Fermi 130 GeV gamma-ray excess and dark matter annihilation in sub-haloes and in the Galactic centre

TL;DR

This study confirms a 130GeV gamma-ray excess in Fermi-LAT data, suggesting it may originate from dark matter annihilation, with implications for particle physics and future collider searches.

Contribution

The paper provides the first detailed spectral analysis of the 130GeV excess, supporting dark matter annihilation as its origin and proposing new physics signals at the LHC.

Findings

Confirmed the 130GeV gamma-ray excess with 4.5 sigma significance.

Fitted dark matter annihilation spectra indicating line-like features.
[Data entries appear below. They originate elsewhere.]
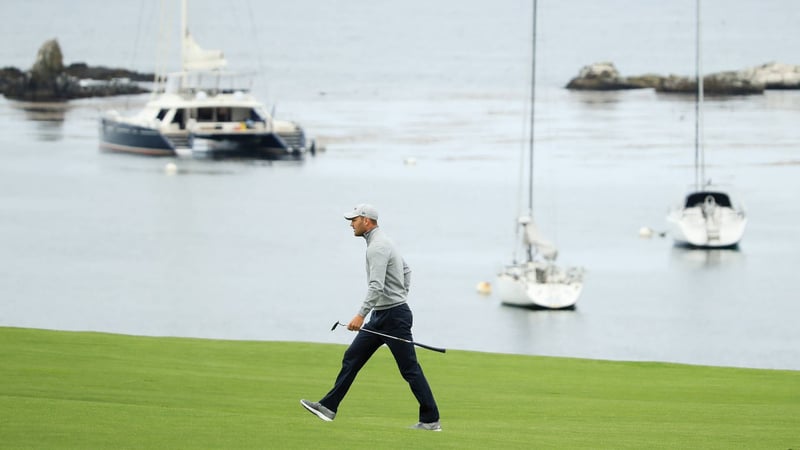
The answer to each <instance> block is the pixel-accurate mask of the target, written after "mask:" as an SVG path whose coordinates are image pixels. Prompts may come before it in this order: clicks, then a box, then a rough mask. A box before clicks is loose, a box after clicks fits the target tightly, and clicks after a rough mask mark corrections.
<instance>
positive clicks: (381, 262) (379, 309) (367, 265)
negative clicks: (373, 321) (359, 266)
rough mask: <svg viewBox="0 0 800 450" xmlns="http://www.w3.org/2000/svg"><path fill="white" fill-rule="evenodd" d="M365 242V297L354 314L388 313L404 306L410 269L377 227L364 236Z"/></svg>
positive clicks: (389, 241)
mask: <svg viewBox="0 0 800 450" xmlns="http://www.w3.org/2000/svg"><path fill="white" fill-rule="evenodd" d="M364 239H365V240H366V241H367V297H366V299H364V303H363V304H362V305H361V309H360V310H359V311H358V314H359V315H360V316H361V317H366V316H367V314H369V312H370V311H372V310H373V309H375V310H382V309H389V308H391V307H393V306H397V305H399V304H401V303H405V302H406V297H407V296H408V289H409V287H410V286H411V269H409V268H408V266H407V265H406V262H405V261H404V260H403V257H402V256H400V253H399V252H398V251H397V249H396V248H395V247H394V243H393V242H392V241H391V240H390V239H389V238H388V237H386V235H385V234H384V233H383V230H381V229H380V227H375V228H373V229H372V230H370V231H369V232H368V233H364Z"/></svg>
Suggested a large annihilation cross-section compatible with a resonance at the LHC.

Abstract

We analyze publicly available Fermi-LAT high-energy gamma-ray data and confirm the existence of clear spectral feature peaked at E=130GeV. Scanning over the Galaxy we identify several disconnected regions where the observed excess originates from. Our best optimized fit is obtained for the central region of Galaxy with a clear peak at 130GeV with local statistical significance 4.5 sigma. The observed excess is not correlated with Fermi bubbles. We compute the photon spectra induced by dark matter annihilations into two and four standard model particles, the latter via two light intermediate states, and fit the spectra with data. Since our fits indicate sharper and higher signal peak than in the previous works, data favors dark matter direct two-body annihilation channels into photons or other channels giving only line-like spectra. If Einasto halo profile correctly predicts the central cusp of Galaxy, dark matter annihilation cross-section to two photons is of order ten percent of the standard thermal freeze-out cross-section. The large dark matter two-body annihilation cross-section to photons may signal a new resonance that should be searched for at the CERN LHC experiments.